I asked a taxi driver how much it would cost to take me the rest of the way and he gave me a figure that I should have bargained down but I didn’t have the time or the energy. I said “let’s go!” and my things were put in his boot and off we went. I think because he knew he had overcharged me and I didn’t look (or probably, let’s face it, smell) well, Prince the taxi man turned out to be really helpful. By this time it was midnight and my guesthouse was not in a good part of town. He helped me with my things (not my devil’s bundle though – that was for me alone) and came inside with me to the guesthouse to make sure I was safe.
Traveling in Africa Tip #8 – this tip applies everywhere, not just Africa. Don’t be afraid to trust strangers when you need to. People are overwhelmingly good in my experience. You would be extremely unlikely to come across someone who wouldn’t help you if you were in trouble.

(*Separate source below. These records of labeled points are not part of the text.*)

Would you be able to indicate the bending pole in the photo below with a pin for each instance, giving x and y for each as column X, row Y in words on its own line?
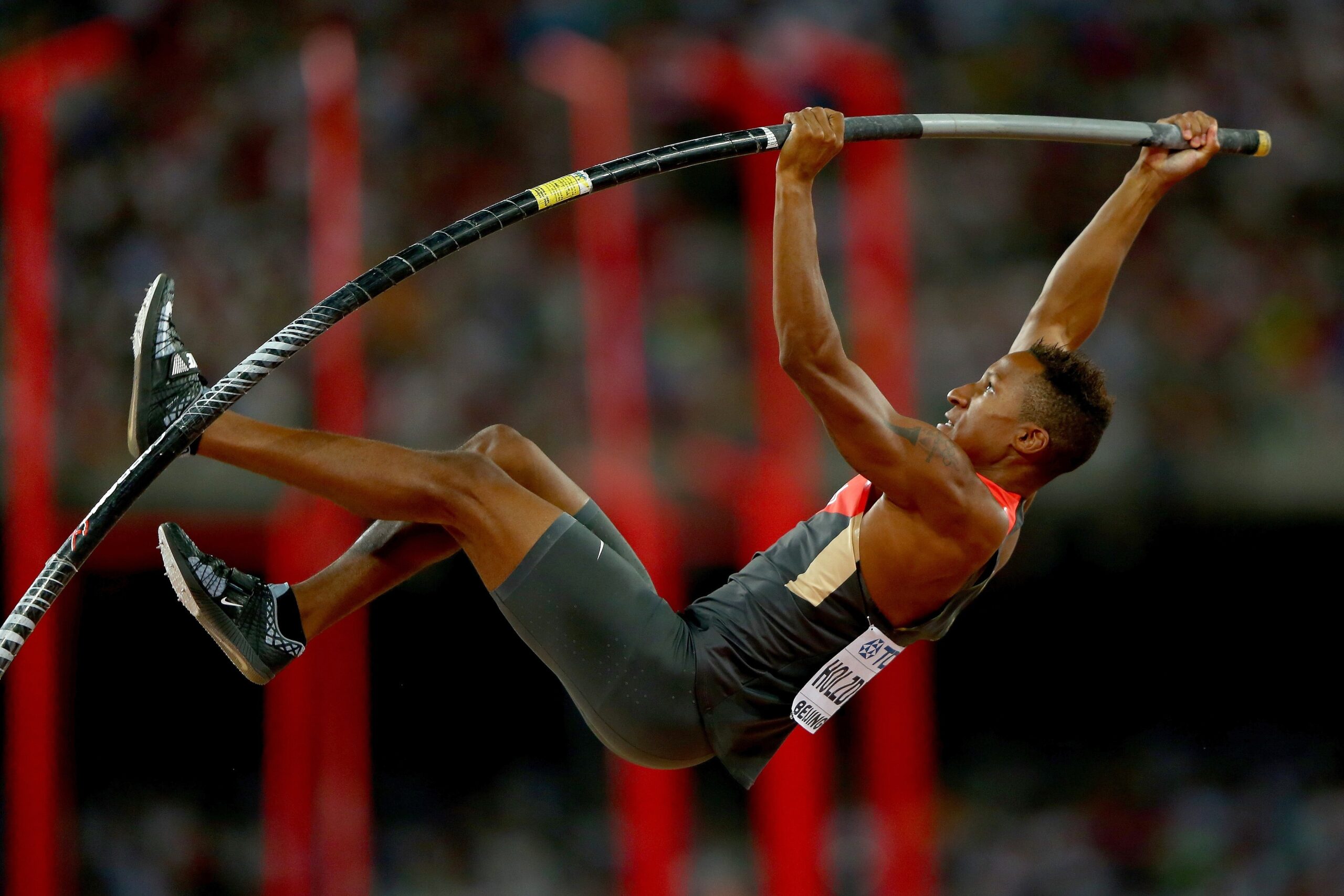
column 176, row 438
column 39, row 842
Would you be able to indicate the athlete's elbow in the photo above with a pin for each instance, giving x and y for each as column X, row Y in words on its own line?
column 803, row 362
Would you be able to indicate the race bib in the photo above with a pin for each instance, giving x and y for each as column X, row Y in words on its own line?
column 842, row 679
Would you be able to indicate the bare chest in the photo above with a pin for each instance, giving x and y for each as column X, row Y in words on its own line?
column 910, row 570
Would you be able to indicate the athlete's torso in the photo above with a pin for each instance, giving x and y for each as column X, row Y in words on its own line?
column 768, row 630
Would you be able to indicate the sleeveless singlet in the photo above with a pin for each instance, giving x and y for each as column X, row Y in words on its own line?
column 772, row 626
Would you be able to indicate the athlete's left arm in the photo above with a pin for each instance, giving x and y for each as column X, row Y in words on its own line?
column 1074, row 297
column 913, row 464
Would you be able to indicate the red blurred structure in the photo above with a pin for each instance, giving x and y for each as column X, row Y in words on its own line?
column 651, row 809
column 38, row 823
column 316, row 763
column 316, row 766
column 792, row 800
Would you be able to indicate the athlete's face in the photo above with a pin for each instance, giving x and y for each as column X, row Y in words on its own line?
column 984, row 417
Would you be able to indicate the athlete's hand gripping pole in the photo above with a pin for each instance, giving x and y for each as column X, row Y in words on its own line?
column 282, row 345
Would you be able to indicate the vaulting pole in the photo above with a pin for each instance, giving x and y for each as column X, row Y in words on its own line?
column 39, row 842
column 791, row 803
column 318, row 763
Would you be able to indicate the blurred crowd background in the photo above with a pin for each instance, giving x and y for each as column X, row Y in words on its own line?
column 1223, row 343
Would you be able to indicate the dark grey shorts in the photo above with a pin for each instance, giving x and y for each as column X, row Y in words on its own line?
column 586, row 606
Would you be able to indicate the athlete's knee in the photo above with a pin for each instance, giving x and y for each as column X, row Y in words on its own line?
column 459, row 487
column 510, row 449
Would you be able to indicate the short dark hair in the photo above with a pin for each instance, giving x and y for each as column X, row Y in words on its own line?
column 1069, row 399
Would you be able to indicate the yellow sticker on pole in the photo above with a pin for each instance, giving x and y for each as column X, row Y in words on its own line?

I made it to my room just in time. Luckily the sink was very close to the loo so I could sit with my arse on one and my head in the other and there I remained for the better part of what was left of the night. Needless to say I was pretty weak the next day. Luckily, I had arranged to meet Albert, a fellow ex-Nandom Sec teacher, and he brought me some fruit and rehydration salts. I would have preferred to have a proper sitting with Albert which included a nice meal and a couple of bottles but I could only manage to sip a lemonade and even then being out in the heat was too much for me. We only had a short time together but I managed to look chipper in the photo we took on the ride back to the guesthouse.
I spent the rest of the day sleeping. I woke early the next morning to catch the bus to Accra and then the flight home to Bangkok. My very last night in Ghana was spent in the company of Ruby, Lina and Ben. By this time I had recovered enough to eat again and we had dinner at a buffet restaurant although I took it easier than I normally would have at such a place!
My visit is now done, my material that I was gifted or that I bought at the market is at the seamstress in Bangkok and all the pito is out of my system. All there is left to do is wait for the two week incubation period to go by and hope that malaria does not kick in. After this trip though, even if I do succumb to the parasite, I have taken precautions!